The same is true when it comes to helping drug addicts and alcoholic. Bring such a person to the well of God’s Spirit and have him drink deep. Show him Jesus and all other “loves” will lose their grip on him.
Pastor and author John Piper writes, “We were made to know and treasure the glory of God above all things; and when we trade that treasure for images, everything is disordered. The sun of God’s glory was made to shine at the center of the solar system of our soul. When it does, all the planets of our life are held in their proper orbit. But when the sun is displaced, everything flies apart. The healing of the soul begins by restoring the glory of God to its flaming, all-attracting place at the center.”
EMPOWERING through Relationship
Christian psychologist Larry Crabb contends that the root of all our personal and emotional difficulties stems from a lack of togetherness. In other words, every dysfunction is the result of disharmony, fragmentation, and lack of connection.
The Bible bears witness to this. We learn from the very first pages of Scripture that the central problem of life is separation from God—a condition created by our sin. Jesus died so that we might be reconciled to God (2 Cor. 5:18), so that we who once were separate, excluded, and foreigners could be brought near (Eph. 2:12-13), so that the dividing wall of hostility would be destroyed and the two made one (v. 14), so that we could become part of God’s family, his children (Jn. 1:12). The very word atonement means “at-one-ment”—what was separated is now at one.
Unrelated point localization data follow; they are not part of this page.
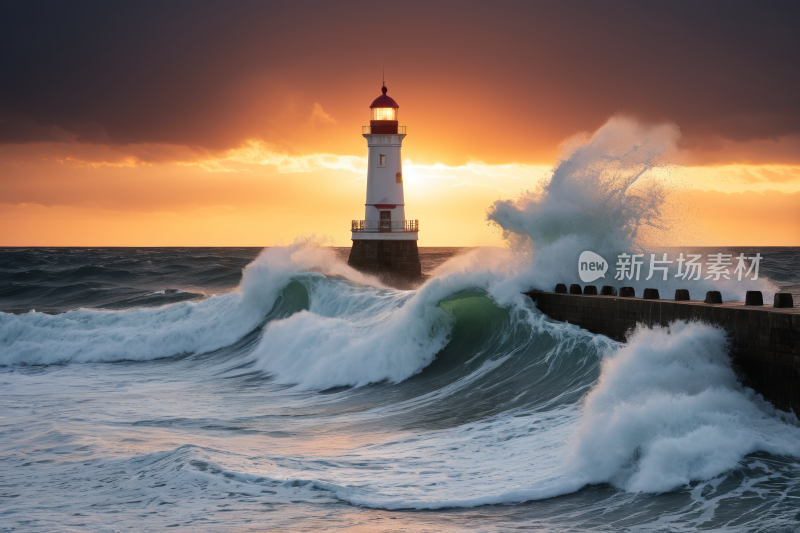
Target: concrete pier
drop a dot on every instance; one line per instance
(765, 340)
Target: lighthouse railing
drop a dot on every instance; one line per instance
(393, 226)
(367, 130)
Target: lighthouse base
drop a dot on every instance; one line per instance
(386, 256)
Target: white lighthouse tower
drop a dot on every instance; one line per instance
(385, 240)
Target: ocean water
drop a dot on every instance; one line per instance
(248, 390)
(280, 390)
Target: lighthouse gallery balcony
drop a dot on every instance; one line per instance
(393, 226)
(387, 129)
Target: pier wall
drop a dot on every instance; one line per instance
(765, 341)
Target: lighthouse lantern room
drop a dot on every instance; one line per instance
(384, 240)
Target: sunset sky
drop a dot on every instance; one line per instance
(239, 123)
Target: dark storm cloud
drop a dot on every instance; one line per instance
(213, 73)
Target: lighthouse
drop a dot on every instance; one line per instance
(385, 241)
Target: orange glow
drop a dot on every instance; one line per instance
(68, 194)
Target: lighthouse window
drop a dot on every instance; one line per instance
(384, 113)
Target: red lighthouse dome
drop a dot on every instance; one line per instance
(383, 114)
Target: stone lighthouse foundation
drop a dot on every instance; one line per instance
(400, 257)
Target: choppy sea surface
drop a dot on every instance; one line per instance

Salvation is NOT mainly about forgiveness; it is about fellowship. Paul puts it like this in 1 Cor. 1:9, “God, who has called you into fellowship with his Son Jesus Christ our Lord, is faithful.” Forgiveness gets everything out of the way so that fellowship can happen. Fellowship is the consummate end of God’s redemptive purposes.
Interestingly, the number one thing most people look for in a church is fellowship (above good preaching, inspiring worship, quality programs for children, and etc.) In fact, this is what makes Islam so appealing to men and women in prison. It provides (amongst other things) a strong sense of community to those having little or no “rootedness” with others. The same is true of gangs in the inner cities.
At Life Challenge we seek to help men and women find intimacy with God and His people. We believe that loving relationships—beginning with God—are the key to health and wholeness. Life, to be meaningful, must be joined. God himself said, “It is not good for man to be alone” (Gen. 2:18).
EQUIPPING for Service
“For it is by grace you have been saved, through faith-- and this not from yourselves, it is the gift of God--not by works, so that no one can boast. For we are God’s workmanship, created in Christ Jesus to do good works, which God prepared in advance for us to do” (Eph. 2:8-10). Scripture makes it clear that we are saved to serve—not sit. Further, we are saved to serve in order to bring glory to God: “So whether you eat or drink or whatever you do, do it all for the glory of God” (1 Cor. 10:31).
Service is our grateful response to all that God is and has become for us in Christ Jesus. The foundation and fuel of all true service rests in the glory of God’s greatness and in hearts that have been Spirit-quickened to that glory.
It is not enough to keep learning more and more. We must act on what we know. Pastor and popular author Rick Warren writes, “Impression without expression causes depression. Study without service leads to stagnation.” Just as the Dead Sea cannot support life because it has no outflow, so you and I will die if we insist on keeping our life. Only those who throw away their lives for Jesus and the gospel will ever know what it means to truly live (Mk. 8:35).
At Life Challenge, we would find it heart-breaking to merely see a person set free from the bondages of sin only to pursue a life of selfish gain. (Perhaps the later state would be worse than the former.) We aim to equip men and women to take dominion of their lives, their families, their communities, their schools, their work environments, and etc. by becoming servants of Christ who live to bring glory and honor to God in each and every role God in His sovereignty would assign to them.